Small Price = Big Money

13 Jul 2009|Leigh Marinner

Angel investor Ron Conway spoke at TechCrunch’s CrunchUp day about his top 10 monetization opportunities, none of which included micropayments. I’m continually perplexed by why micropayments don’t get more attention. These could be virtual goods priced at $1 or less (e.g. a Facebook heart on Valentine’s day or gifting a sticker to put on a CyWorld page in Korea), or inexpensive apps for the iPhone ($3 versus $39+ on other mobile platforms), or paying $1 to get a copy of a news article a month after it was published or paying $0.99 for an iTunes song rather than having to buy a whole CD or buying a sword on World of Warcraft, or a pair of designer sunglasses on Second Life.

Consumers show much greater willingness to pay for things that cost a little bit, even if multiple purchases in the end it end up costing quite a lot.
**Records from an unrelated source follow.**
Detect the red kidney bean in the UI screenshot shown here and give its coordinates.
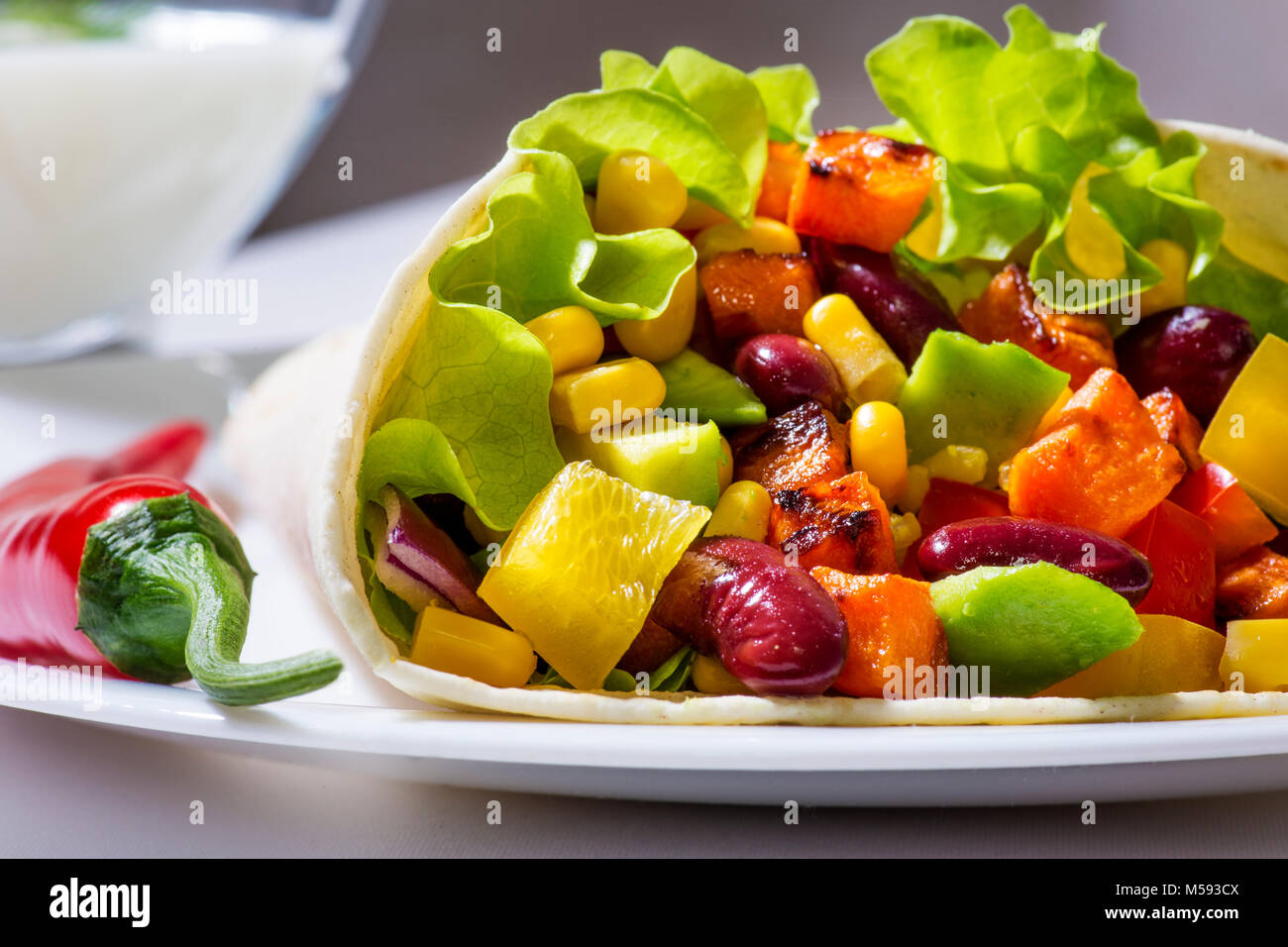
[733,333,845,416]
[807,237,957,368]
[917,517,1154,604]
[1115,305,1257,424]
[649,536,847,694]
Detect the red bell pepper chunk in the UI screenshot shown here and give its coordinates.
[1168,464,1279,565]
[1124,500,1216,627]
[917,476,1012,536]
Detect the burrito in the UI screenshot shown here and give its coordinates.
[223,7,1288,725]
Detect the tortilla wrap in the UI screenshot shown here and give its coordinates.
[223,123,1288,727]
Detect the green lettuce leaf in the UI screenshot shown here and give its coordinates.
[369,300,563,530]
[866,5,1274,316]
[509,87,760,224]
[750,63,819,146]
[430,154,695,326]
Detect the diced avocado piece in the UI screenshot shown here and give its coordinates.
[555,419,721,509]
[657,349,767,427]
[899,329,1069,481]
[930,562,1141,697]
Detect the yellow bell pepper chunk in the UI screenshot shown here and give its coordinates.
[1221,618,1288,691]
[523,305,604,374]
[614,264,698,362]
[805,292,909,407]
[693,217,802,263]
[411,608,537,686]
[1199,335,1288,523]
[704,480,773,543]
[1140,239,1190,316]
[550,359,666,434]
[595,150,690,233]
[692,655,752,695]
[1035,614,1221,697]
[850,401,909,501]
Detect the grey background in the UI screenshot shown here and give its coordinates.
[263,0,1288,230]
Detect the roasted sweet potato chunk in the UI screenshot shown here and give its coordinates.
[756,142,805,222]
[769,472,899,574]
[810,567,948,697]
[1216,546,1288,621]
[698,250,820,340]
[787,132,935,253]
[1140,388,1205,471]
[957,263,1118,388]
[733,401,850,493]
[1009,368,1185,536]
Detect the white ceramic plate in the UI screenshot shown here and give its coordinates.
[0,356,1288,805]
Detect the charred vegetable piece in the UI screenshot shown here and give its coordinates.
[769,472,899,573]
[368,485,501,625]
[810,567,948,697]
[1010,368,1185,536]
[1117,305,1257,424]
[756,142,805,222]
[733,401,849,492]
[957,263,1118,388]
[1140,388,1203,471]
[649,537,846,694]
[1124,500,1216,627]
[1216,546,1288,618]
[806,237,957,368]
[698,250,819,340]
[787,132,935,253]
[917,517,1153,605]
[733,333,845,415]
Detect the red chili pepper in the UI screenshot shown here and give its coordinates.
[0,427,340,703]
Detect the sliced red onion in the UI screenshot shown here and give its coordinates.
[371,487,502,625]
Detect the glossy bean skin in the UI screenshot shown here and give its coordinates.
[917,517,1154,605]
[1115,305,1257,424]
[733,333,845,415]
[807,239,957,368]
[649,536,847,694]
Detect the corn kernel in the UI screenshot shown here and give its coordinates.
[1140,239,1190,316]
[1064,161,1127,279]
[595,150,690,233]
[1029,385,1073,443]
[464,506,510,546]
[523,305,604,374]
[693,655,752,694]
[805,292,909,406]
[550,359,666,434]
[693,217,802,263]
[614,264,698,362]
[924,445,988,483]
[675,197,729,233]
[896,464,930,513]
[716,438,733,493]
[890,513,921,562]
[411,608,537,686]
[850,401,909,500]
[703,480,773,543]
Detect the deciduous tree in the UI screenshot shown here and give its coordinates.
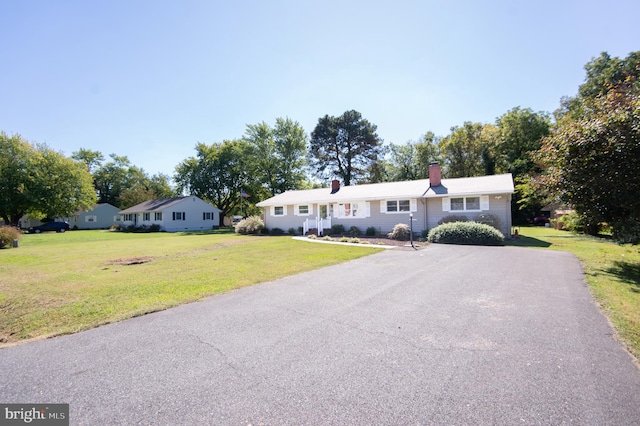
[539,80,640,242]
[0,132,96,225]
[174,140,249,225]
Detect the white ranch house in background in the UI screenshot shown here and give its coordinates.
[257,164,514,237]
[120,195,220,232]
[64,203,122,229]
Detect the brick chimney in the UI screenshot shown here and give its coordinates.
[331,179,340,194]
[429,163,442,186]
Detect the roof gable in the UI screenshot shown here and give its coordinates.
[120,197,188,213]
[257,173,514,207]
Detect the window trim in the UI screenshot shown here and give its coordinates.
[271,206,287,217]
[333,201,371,219]
[380,198,418,214]
[442,195,490,213]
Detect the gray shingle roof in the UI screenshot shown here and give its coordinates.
[120,197,188,214]
[257,173,514,207]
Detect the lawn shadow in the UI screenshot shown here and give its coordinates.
[602,260,640,293]
[505,235,551,248]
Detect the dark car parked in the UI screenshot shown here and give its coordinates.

A company called Limited, based in China, recently went public on the Nasdaq stock exchange. With annual revenue of around $200 million a year, it is (unlike many well-known Web 2.0 companies in the United States) profitable, and it makes most of its money by selling virtual goods to game players and virtual-world users in China. Facebook’s digital revenue has been estimated at around $35-$40 million a year – not peanuts except to Google. The recession has not slowed sales of virtual goods. Gaia Online, a youth world with seven million monthly visitors, sells more than $1 million a month of virtual goods.

By most estimates, customers spend about $1.5 billion a year on virtual goods worldwide. Tencent Holdings, a publicly traded Internet media company based in China, is the leader, with hundreds of millions in annual revenue from virtual goods in online games and other applications. Internet companies in the United States are behind the curve.

Why do consumers spend money using the micropayments model? Microtransactions remove barriers to entry. It doesn’t feel like a commitment. It enables you to connect with someone else.

Microtransactions are one of the few areas (along with subscription gaming) where consumers have shown a willingness to pay for online content on the PC. On mobile phones, there is no consumer expectation that goods will be free since the telcos have been very careful not to give stuff away. I would love to see more of our clients take this model seriously, as an alternative to online advertising as the revenue generation engine.